# Ceramic wool



## Rowan Francis (16/11/14)

Anybody got any suggestions cos i foind something to test .??.

Reactions: Like 2


----------



## Dubz (16/11/14)

Looks interesting and obviously available locally. Can't wait to hear your opinion after testing


----------



## rvdwesth (16/11/14)

yes yes please do review


----------



## Marzuq (16/11/14)

Rowan Francis said:


> Anybody got any suggestions cos i foind something to test .??.
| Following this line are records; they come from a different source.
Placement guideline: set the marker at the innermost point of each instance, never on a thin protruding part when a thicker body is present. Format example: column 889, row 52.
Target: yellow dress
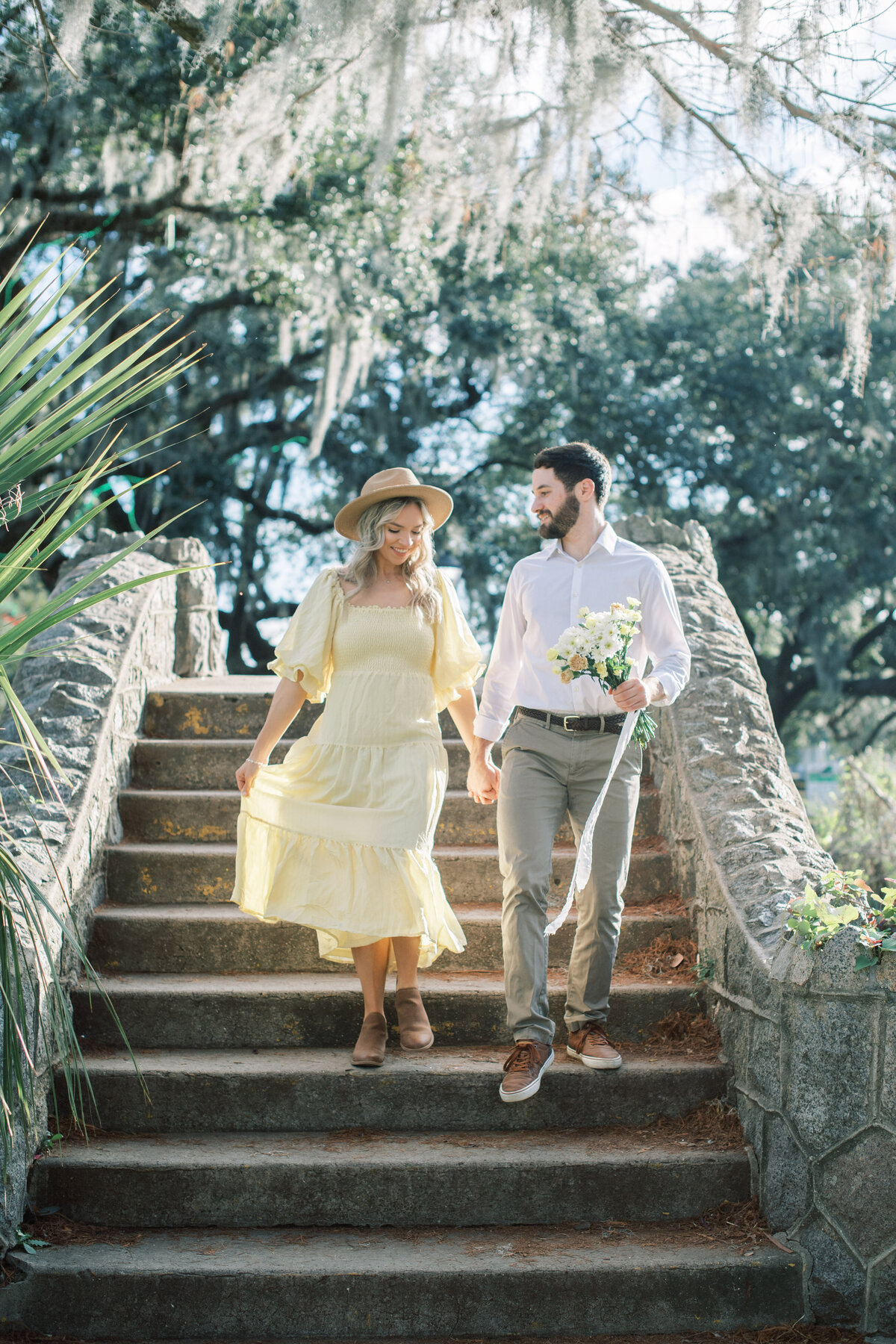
column 339, row 838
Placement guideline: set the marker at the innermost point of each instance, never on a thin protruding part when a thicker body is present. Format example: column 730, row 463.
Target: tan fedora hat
column 396, row 483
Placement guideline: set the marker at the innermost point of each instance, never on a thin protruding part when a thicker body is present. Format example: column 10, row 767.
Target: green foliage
column 844, row 900
column 473, row 363
column 703, row 971
column 859, row 826
column 60, row 383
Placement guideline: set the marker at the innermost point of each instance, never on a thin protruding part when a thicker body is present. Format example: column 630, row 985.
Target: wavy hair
column 418, row 569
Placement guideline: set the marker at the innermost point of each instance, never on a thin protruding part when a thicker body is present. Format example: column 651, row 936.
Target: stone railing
column 810, row 1041
column 87, row 698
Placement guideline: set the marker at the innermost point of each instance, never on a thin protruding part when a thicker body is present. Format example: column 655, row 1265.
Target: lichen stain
column 195, row 721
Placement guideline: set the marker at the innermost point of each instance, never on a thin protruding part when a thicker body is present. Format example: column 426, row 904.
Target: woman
column 339, row 838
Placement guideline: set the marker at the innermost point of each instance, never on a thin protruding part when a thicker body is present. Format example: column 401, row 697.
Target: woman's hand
column 246, row 776
column 484, row 777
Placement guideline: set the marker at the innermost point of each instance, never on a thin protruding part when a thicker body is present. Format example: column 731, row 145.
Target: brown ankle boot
column 413, row 1023
column 370, row 1050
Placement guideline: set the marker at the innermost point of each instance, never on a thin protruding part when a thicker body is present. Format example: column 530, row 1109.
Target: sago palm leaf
column 62, row 382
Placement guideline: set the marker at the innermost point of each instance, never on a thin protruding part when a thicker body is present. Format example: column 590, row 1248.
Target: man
column 558, row 753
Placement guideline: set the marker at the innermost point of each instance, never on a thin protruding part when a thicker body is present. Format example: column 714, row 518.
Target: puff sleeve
column 457, row 659
column 305, row 650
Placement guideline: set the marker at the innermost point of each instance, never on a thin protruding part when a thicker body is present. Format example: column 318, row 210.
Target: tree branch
column 187, row 27
column 282, row 515
column 869, row 636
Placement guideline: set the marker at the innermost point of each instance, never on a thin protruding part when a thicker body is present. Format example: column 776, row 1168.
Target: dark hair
column 574, row 463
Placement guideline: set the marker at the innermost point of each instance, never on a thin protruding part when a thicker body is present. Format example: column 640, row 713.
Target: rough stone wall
column 810, row 1041
column 84, row 685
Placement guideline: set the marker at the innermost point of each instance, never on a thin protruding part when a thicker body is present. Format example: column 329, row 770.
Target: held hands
column 482, row 780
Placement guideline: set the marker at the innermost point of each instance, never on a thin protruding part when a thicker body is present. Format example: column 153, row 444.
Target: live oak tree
column 390, row 255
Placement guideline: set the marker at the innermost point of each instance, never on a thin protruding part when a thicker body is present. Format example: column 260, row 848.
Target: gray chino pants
column 547, row 773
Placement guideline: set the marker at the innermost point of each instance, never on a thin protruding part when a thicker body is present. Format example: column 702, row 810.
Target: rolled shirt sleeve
column 457, row 659
column 664, row 633
column 504, row 665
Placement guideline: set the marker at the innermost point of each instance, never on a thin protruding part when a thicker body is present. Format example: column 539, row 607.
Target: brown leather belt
column 578, row 722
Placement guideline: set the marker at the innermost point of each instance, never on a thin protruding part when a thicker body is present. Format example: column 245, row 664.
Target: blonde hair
column 418, row 570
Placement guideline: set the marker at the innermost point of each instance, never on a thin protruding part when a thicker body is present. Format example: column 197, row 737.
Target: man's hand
column 482, row 779
column 637, row 692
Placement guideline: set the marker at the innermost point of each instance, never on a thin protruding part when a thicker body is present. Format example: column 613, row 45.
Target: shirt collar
column 606, row 542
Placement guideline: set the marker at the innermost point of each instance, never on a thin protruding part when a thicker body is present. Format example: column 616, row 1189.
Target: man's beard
column 561, row 522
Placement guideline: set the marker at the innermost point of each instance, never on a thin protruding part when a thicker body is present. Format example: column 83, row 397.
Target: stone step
column 445, row 1089
column 202, row 939
column 324, row 1009
column 206, row 816
column 213, row 764
column 175, row 873
column 341, row 1284
column 385, row 1180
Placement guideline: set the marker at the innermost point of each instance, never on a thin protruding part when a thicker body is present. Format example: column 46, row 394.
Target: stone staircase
column 269, row 1189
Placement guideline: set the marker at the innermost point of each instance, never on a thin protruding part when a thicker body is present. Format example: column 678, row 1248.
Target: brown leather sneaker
column 414, row 1027
column 370, row 1050
column 523, row 1070
column 594, row 1048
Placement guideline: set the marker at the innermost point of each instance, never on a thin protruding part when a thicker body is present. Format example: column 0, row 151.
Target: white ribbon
column 582, row 870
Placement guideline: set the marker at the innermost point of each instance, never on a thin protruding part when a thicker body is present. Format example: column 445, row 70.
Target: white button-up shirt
column 544, row 596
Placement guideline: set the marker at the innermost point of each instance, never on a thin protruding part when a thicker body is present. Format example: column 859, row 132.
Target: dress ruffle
column 305, row 880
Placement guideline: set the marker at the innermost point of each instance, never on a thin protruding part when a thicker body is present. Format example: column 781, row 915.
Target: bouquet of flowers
column 598, row 647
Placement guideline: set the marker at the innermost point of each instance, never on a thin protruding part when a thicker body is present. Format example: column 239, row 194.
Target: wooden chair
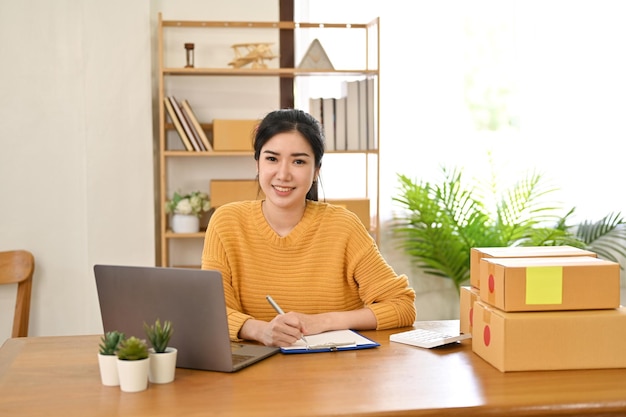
column 17, row 267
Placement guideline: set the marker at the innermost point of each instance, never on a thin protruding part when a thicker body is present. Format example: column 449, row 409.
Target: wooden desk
column 59, row 376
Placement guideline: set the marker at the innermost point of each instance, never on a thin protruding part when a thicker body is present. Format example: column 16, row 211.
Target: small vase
column 108, row 370
column 133, row 374
column 162, row 366
column 185, row 223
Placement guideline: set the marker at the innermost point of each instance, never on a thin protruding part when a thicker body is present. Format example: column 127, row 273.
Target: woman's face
column 286, row 170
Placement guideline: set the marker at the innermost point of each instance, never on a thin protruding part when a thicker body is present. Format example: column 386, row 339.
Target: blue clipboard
column 332, row 341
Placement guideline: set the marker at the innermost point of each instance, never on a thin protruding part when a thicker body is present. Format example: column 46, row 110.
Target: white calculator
column 428, row 335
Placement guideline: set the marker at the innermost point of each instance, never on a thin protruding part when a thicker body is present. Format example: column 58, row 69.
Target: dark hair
column 292, row 120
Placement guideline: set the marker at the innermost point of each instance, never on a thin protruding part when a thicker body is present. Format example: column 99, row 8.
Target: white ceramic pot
column 185, row 223
column 108, row 370
column 162, row 366
column 133, row 374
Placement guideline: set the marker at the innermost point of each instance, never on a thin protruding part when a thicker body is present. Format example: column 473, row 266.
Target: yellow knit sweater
column 328, row 262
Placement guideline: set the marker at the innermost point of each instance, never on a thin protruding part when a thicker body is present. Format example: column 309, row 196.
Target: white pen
column 280, row 311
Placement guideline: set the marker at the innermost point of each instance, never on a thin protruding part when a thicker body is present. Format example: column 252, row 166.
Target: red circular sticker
column 487, row 336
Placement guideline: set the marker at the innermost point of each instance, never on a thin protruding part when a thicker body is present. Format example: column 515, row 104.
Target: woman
column 316, row 260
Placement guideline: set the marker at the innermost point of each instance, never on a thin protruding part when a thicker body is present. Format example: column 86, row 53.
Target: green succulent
column 441, row 222
column 159, row 335
column 110, row 341
column 132, row 349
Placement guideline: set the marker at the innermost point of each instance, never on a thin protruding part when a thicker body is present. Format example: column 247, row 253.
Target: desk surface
column 56, row 376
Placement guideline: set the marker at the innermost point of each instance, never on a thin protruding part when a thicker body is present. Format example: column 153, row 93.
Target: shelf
column 263, row 25
column 216, row 154
column 171, row 235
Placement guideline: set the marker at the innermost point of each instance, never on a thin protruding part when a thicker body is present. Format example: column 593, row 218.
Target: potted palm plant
column 162, row 357
column 441, row 222
column 107, row 359
column 133, row 364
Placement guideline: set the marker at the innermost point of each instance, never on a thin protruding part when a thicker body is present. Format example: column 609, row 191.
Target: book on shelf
column 352, row 115
column 179, row 128
column 340, row 124
column 195, row 124
column 185, row 125
column 328, row 122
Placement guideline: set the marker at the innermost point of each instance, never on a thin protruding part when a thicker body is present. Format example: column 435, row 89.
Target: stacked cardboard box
column 547, row 313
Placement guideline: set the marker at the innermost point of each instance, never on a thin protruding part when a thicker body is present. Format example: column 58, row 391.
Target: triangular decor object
column 316, row 58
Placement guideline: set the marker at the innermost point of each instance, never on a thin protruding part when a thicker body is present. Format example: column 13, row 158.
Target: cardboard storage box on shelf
column 467, row 296
column 227, row 191
column 233, row 135
column 560, row 283
column 476, row 254
column 549, row 340
column 359, row 206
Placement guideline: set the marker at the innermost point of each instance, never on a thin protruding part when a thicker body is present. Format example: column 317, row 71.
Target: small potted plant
column 107, row 359
column 186, row 211
column 162, row 356
column 133, row 364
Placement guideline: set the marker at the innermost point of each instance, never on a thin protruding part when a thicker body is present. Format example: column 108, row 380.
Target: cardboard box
column 539, row 284
column 467, row 297
column 359, row 206
column 476, row 254
column 233, row 135
column 227, row 191
column 550, row 340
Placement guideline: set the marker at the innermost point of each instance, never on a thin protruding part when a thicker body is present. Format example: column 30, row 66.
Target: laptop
column 192, row 299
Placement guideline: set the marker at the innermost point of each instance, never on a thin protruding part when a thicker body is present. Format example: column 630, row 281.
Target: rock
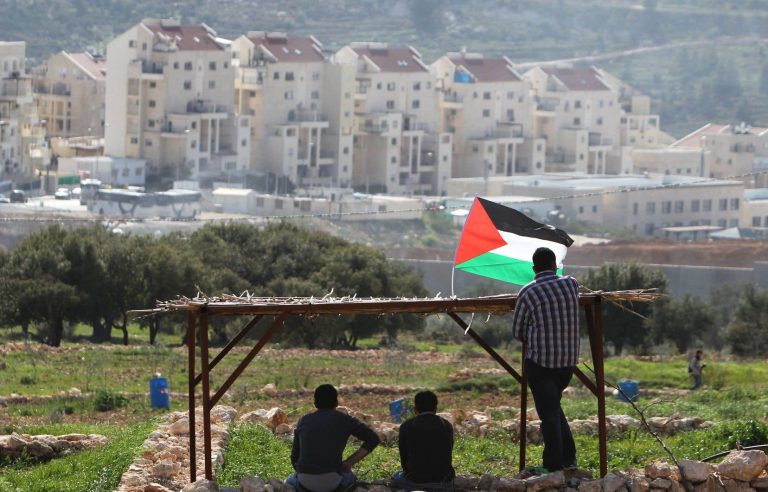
column 556, row 479
column 156, row 487
column 485, row 482
column 269, row 390
column 661, row 483
column 743, row 465
column 613, row 482
column 252, row 484
column 760, row 482
column 591, row 486
column 695, row 471
column 465, row 483
column 202, row 485
column 737, row 486
column 508, row 485
column 179, row 427
column 658, row 469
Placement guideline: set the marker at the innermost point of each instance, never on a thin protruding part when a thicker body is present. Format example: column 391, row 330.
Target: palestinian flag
column 498, row 242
Haven't seen that around yet. Interested to hear ur findings. Make sure to boil and clean it before use. Just to be safe

Reactions: Like 1 | Agree 1


----------



## Rowan Francis (16/11/14)

First impression . It's gritty and rough .very fire proof .had it glowing white .ready to wick .

Reactions: Funny 1


----------



## Marzuq (16/11/14)

Seeing as I can't copy and paste here is some information I found. I am hoping it's the wrong info tho


----------



## Andre (16/11/14)

Yes, as i understand, if ceramic is not properly kiln treated it can be rather unhealthy.


----------



## Rowan Francis (16/11/14)

Well so far I have failed to get it into a coil. It has short fibres and cant be pulled through. Might try an ugly later just not in the mood to fuss right now.


----------



## MorganSa (17/11/14)

ceramic, wool? It is possible for these two get together?


----------



## VandaL (21/11/14)

So how did this go?


----------